By: admin On: juin 10, 2017 In: Paris Comments: 0

Several thoughts run through one’s head when they think of French cooking. Visions of buttery goodness, heavy creams and fancy displays. There is much more to French cooking than that; France isn’t just Paris after all.

French food has several fundamentals, such as the mire poix, the bouquet garni or herb satchel and chicken stock.

The Fundamentals

A mire poix is 3 parts onion, 2 parts celery and one part carrot. You’ll find this in most French dishes with the exception of fish and a few other recipes.

The bouquet garni is a collection of herbs sometimes put into a cheesecloth. The typical ingredients are: Bay leaf, pepper corns, thyme and parsley stems.

The chicken stock: Never throw away your bones and vegetable trimmings again! This is a useful way of using parts you might ordinarily toss. Another thing is, with this fundamental ingredient, you get to use two other fundamental ingredients, yes… the mire poix and the bouquet garni. Don’t add the liver, put that aside for a pate or something, livers are even good sautéed in butter. Check out the recipe below.

Chicken Stock





Chicken Giblets (NO LIVER!)

Chicken Bones


Bouquet Garni

Add all ingredients to a stockpot, cover with cold water.

Bring to a boil and let simmer. Stocks can simmer for over an hour. It depends on the strength you wish to have.

Drain and let liquid cool.

So how do I use these ingredients?

Check this next recipe out. We’re going to use all three fundamental ingredients! Soup, hey it’s the first thing I had to make in culinary school. With this basic recipe, you can substitute the main ingredient with just about any vegetable. For now we’ll keep it simple, Cream of Asparagus Soup.

Cream of Asparagus Soup


Asparagus (about a pound will do)

Mire poix (keep it simple, use 1 large onion, 3 celery stalks, and one medium sized carrot)

Bouquet Garni

2 russet potatoes

Chicken stock

Salt and Pepper

White Wine

Heavy cream

Sweat the mire poix (this means cooking on low heat until the vegetables are translucent). Toss in your bouquet garni and season a little being careful not to over salt it. De-glaze (this gets any caramelized yummy goodness off the bottom of the pan) with a little white wine and cook it down.

This next step is optional, but I think it adds a little flare. Cut the tops of the spears of asparagus off and set them aside.
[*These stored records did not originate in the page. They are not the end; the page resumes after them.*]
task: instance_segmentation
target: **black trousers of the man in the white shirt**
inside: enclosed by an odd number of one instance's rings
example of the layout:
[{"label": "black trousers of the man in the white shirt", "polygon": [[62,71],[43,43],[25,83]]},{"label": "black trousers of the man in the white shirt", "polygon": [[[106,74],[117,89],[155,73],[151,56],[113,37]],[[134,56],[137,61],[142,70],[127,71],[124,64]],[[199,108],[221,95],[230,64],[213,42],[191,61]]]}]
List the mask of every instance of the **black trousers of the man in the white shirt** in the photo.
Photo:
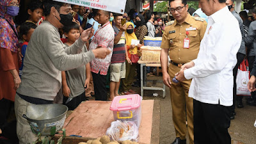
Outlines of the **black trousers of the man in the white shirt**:
[{"label": "black trousers of the man in the white shirt", "polygon": [[195,144],[231,144],[230,107],[206,104],[194,99]]}]

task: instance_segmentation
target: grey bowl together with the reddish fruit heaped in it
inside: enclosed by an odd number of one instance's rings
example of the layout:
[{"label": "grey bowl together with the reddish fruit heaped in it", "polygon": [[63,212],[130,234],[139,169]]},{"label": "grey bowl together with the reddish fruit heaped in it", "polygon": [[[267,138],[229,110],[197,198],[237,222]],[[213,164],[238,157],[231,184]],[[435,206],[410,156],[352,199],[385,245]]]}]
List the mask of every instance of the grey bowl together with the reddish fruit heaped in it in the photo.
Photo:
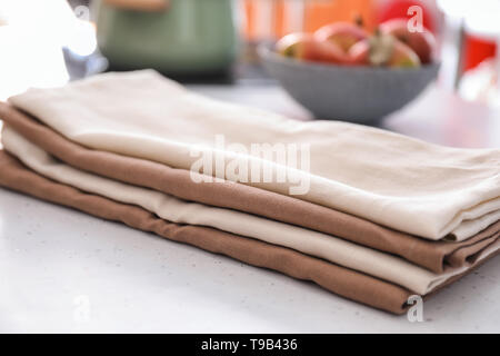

Blanch these in a bit of hot salted water until they turn bright green. Quickly remove them from the heat and run cold water over them. This is going to be your garnish.

Cut the stalks of the asparagus and the potatoes into manageable pieces and toss them on top of your mire poix. Pour in enough stock to cover your ingredients by at least an inch. Bring it to a boil and then reduce to a simmer. Cook until the potato and asparagus are both tender. Remove the bouquet garni!

Next step: Puree. I find that it is easiest to do this in installments. Add a bunch of the vegetables into a blender or, even better, a food processor, and then add a bit of stock. Take your pureed soup and run it through a strainer into another pot, this takes out any of the overly fibrous material.

Return your pureed soup to the stove and bring it to a gentle simmer. Add a little cream and stir it in. Season to taste with salt and pepper. Don’t forget your garnish! Ladle some of the soup out and put a few of the spear tops on top of the soup.